The Consumer Financial Protection Bureau’s TILA-RESPA Integrated Disclosure (TRID) Rule took effect October 3, 2015. The TRID Rule requires two new forms – the Loan Estimate and Closing Disclosure – in connection with residential mortgage loans, replacing the old TILA disclosures, good faith estimate, and HUD-1 Settlement statement. It also establishes detailed requirements as to the timing, content, and furnishing of the new forms.

Despite months of industry preparation, the TRID rule’s implementation has been fraught with uncertainty. While closings have not ground to a halt as some predicted, questions remain and reports of the lack of compliance – and perhaps the industry’s inability to comply – with the rule abound.
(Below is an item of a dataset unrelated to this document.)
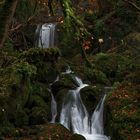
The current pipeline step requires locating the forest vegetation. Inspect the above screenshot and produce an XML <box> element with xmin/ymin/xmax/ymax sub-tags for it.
<box><xmin>0</xmin><ymin>0</ymin><xmax>140</xmax><ymax>140</ymax></box>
Accordingly, on December 21, 2015, the Mortgage Bankers Association (MBA) wrote to CFPB to outline the issues, express the industry’s concerns, and propose an interim solution.

The problem is that, in reviewing loans for compliance, due diligence companies have adopted an “extremely conservative interpretation” of the TRID rule, resulting in a 90 percent non-compliance rate. This could render loan originators unable to move loans to the secondary market, or force them to sell them at substantial discounts, ultimately leading to liquidity problems. It is also unknown how government-sponsored enterprises (GSEs) will interpret the TRID rule, and whether they will demand repurchase and indemnification for the lack of technical compliance. The MBA proposed written clarification on a lender’s ability to correct a variety of these technical errors.

On December 29, 2015, Director Cordray responded, offering reassurances that the “first few months” of examinations would be corrective, not punitive. He also noted the GSEs’ intent not to exercise remedies where good faith efforts are present. He downplayed the potential for civil liability, citing caps on statutory damages under TILA. Investors rejecting loans based on technical TRID rule violations, he concluded, would be doing so for reasons unrelated to potential TRID rule liability.

A good faith implementation period provides some comfort. However, the director’s letter is not a compliance bulletin or supervisory memo and does not appear to be an official interpretation of the TRID rule. Moreover, his comments do not consider potential liability for actual damages and attorney’s fees. As a result, the TRID rule’s future enforcement, its impact on the secondary market, and the potential for civil liability remain uncertain.